El sol arde como nunca en Santiago. Febrero ha sido uno de los meses más calurosos del año. La mayoría de mis alumnxs ha salido de vacaciones y solo quedan unos pocos rezagados que siguen trabajando bajo los 35 grados a la sombra. La situación del país no da para irse a descansar con tranquilidad; una sensación colectiva de incertidumbre, miedo, pena y cansancio acumulado invade a la mayoría de las personas.
En estos tiempos, encontrar un espacio de quietud y tranquilidad se ha vuelto una tarea difícil, ni siquiera los hermosos balnearios atochados de gente pueden ya proporcionar tan codiciado lujo. En soledad o lejos de la ciudad, no nos escapamos del eterno parloteo mental que nos desgasta sin darnos cuenta. ¿Pero qué buscamos en realidad? ¿Existe por ahí un paraíso perdido en donde podamos sentirnos plenxs y segurxs, incluso frente a nuestros propios fantasmas? ¿Es posible dejar un rato en remojo la mente para descansar de tantos pensamientos y de los problemas que nos aquejan?
Quizás las respuestas a estas preguntas no sean tan sencillas, pero está claro que esconden una profunda reflexión.

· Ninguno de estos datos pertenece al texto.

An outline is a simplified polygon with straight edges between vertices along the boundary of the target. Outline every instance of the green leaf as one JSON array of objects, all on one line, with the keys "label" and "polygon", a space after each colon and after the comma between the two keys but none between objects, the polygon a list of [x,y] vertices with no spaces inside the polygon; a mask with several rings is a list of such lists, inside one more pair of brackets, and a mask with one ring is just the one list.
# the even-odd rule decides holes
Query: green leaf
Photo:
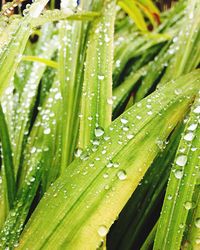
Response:
[{"label": "green leaf", "polygon": [[6,186],[5,190],[7,192],[9,209],[11,209],[13,207],[13,201],[16,192],[16,184],[14,177],[14,164],[12,159],[12,148],[10,144],[10,137],[1,104],[0,104],[0,140],[3,153],[2,181],[3,184]]},{"label": "green leaf", "polygon": [[81,149],[111,123],[114,20],[115,1],[104,1],[102,17],[92,23],[89,34],[80,109]]},{"label": "green leaf", "polygon": [[140,248],[160,213],[171,163],[180,141],[183,125],[179,124],[167,141],[157,139],[161,153],[148,169],[108,235],[108,248]]},{"label": "green leaf", "polygon": [[162,82],[176,78],[195,69],[200,62],[200,2],[189,0],[182,21],[183,29],[174,37],[168,53],[173,55]]},{"label": "green leaf", "polygon": [[[39,0],[33,3],[29,14],[15,23],[15,27],[12,27],[12,29],[15,28],[15,31],[9,34],[10,39],[8,41],[4,39],[0,47],[0,98],[10,85],[10,81],[21,61],[22,53],[32,32],[30,22],[40,15],[47,2],[48,0]],[[5,29],[4,34],[6,32],[9,32],[9,30]]]},{"label": "green leaf", "polygon": [[192,196],[199,178],[199,113],[198,95],[171,170],[154,249],[162,247],[163,250],[178,250],[181,246],[186,219],[192,208]]},{"label": "green leaf", "polygon": [[[93,4],[95,9],[95,2]],[[91,8],[91,1],[81,1],[81,7],[86,10]],[[77,146],[79,110],[89,25],[90,23],[83,22],[60,22],[58,77],[61,83],[63,114],[62,171],[73,160]]]},{"label": "green leaf", "polygon": [[142,31],[147,31],[147,25],[145,23],[144,17],[140,8],[137,7],[135,1],[131,0],[122,0],[118,1],[119,6],[127,12],[130,17],[134,20],[137,27]]},{"label": "green leaf", "polygon": [[[157,139],[165,140],[187,112],[198,79],[197,70],[170,82],[116,119],[96,151],[88,148],[50,187],[18,249],[98,247],[160,151]],[[147,104],[152,115],[146,114]]]},{"label": "green leaf", "polygon": [[189,221],[187,221],[188,228],[185,233],[182,248],[198,250],[200,244],[200,185],[197,185],[195,188],[193,204],[194,208],[190,214]]}]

En mis años de búsqueda personal, me he dado cuenta de que lo que anhelamos con vehemente apremio es nada menos que encontrarnos a nosotros mismos. “El encuentro con uno mismo”, como lo denomina Carl Jung, es sin duda una de las tareas más significativas que podemos emprender.
Encontrarnos con nuestra naturaleza profunda supone un trabajo permanente que dará frutos en la vida que hemos decidido construir y en la de quienes nos rodean; conocer las luces y sombras que acarreamos como individuos nos permite valorar nuestras virtudes y dones para compartirlos con el mundo y enfrentar aquellas debilidades que nos alejan de una sana armonía en la relación con nosotrxs mismxs y con los demás.
Todo esto parece lógico y simple, pero antes de partir en esta búsqueda interna, debemos encontrar un puente, un verdadero trampolín que nos catapulte hacia esas experiencias metafísicas que son tan personales. En mi caso, el yoga y su filosofía me dieron ese impulso mayor para emprender el viaje hacia ese “paraíso perdido”, esa parte de mí que anhela ser encontrada para salir a la luz.
Una de las muchas definiciones del yoga es “el cese de las fluctuaciones de la mente”. Es el primer paso para el encuentro con uno mismo. Se trata de aquietar esa mente en constante movimiento para escucharnos y crear un espacio de encuentro y autoconocimiento. Lo interesante es que no solo el yoga y la meditación proporcionan ese puente de conexión hacia nuestro espíritu primigenio. Ese contacto se puede lograr a través de muchas cosas, como crear arte, dar clases, salir al aire libre, hacer deporte, jugar, amar y todo lo que en definitiva expanda esa sensación de plenitud y agradecimiento por la vida.
Hacer yoga es, en definitiva, alinear la mente, el cuerpo y el espíritu en una única dirección. Cuando logras esta conexión es muy probable que te sientas realizado, y realizarte es hacer real tu verdadera esencia. Si queremos encontrar un pilar sólido para sostenernos en momentos de incertidumbres y cambio, un lugar en donde descansar de las preocupaciones que nos aquejan, debemos estar dispuestos a emprender un viaje hacia las profundidades de nuestro interior. Descubrir lo que nos gusta, quizás recordar cuando éramos niños y pensar en las cosas que dejamos de hacer porque comenzamos a crecer, o porque la sociedad nos impuso tantas normas que olvidamos ser nosotros mismos. Es tiempo de recordar, de volver a nuestra esencia, esa es la tarea individual que dará paso a una renovación colectiva y abrirá las puertas hacia una vida más plena y con sentido.
Porque antes de que cambien los reinos, primero deben cambiar los hombres y mujeres que los habitan.